California’s insurance commissioner on Thursday issued a one-year ban on insurers dropping policies on homes, rentals and businesses in wildfire-damaged areas. He also called on insurers to voluntarily stop dropping policyholders solely for wildfire risk reasons.
“I am calling on insurance companies to push the pause button on issuing non-renewals for one year,” the commissioner, Ricardo Lara, said in statement, “to give breathing room to communities and homeowners while they adapt and mitigate risks, give the Legislature time to work on additional lasting solutions, and allow California’s insurance market to stabilize.”
Lara invoked a law he wrote last year, as a Democratic state senator. The law prohibits insurers — for a year after a state of emergency had been declared — from canceling or refusing to renew insurance policies for residential property solely because a building is near a wildfire burn area.
California Gov.
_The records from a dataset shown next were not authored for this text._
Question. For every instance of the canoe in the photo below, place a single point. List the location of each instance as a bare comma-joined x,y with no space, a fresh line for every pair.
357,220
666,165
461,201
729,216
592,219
Gavin Newsom, a Democrat, declared a state of emergency in October, citing wind-fueled fires sweeping the state.
In many fire-prone Western states, it’s becoming more difficult to insure properties surrounded by forest, reachable only by backroads, or on slopes where a wildfire is likely to run. Insurance companies often require homeowners to cut back trees and undergrowth.
The problem may be most acute in California, where in recent years wildfires have flattened neighborhoods and the town of Paradise.
The California Department of Insurance in August reported a 6% one-year increase in insurers dropping policies in sparsely populated areas where the state has primary fire-fighting responsibility. In ZIP codes affected by major wildfires in 2015 and 2017, insurer-initiated non-renewals jumped by 10% last year, the agency said.
The moratorium will cover at least 800,000 homes, the department said.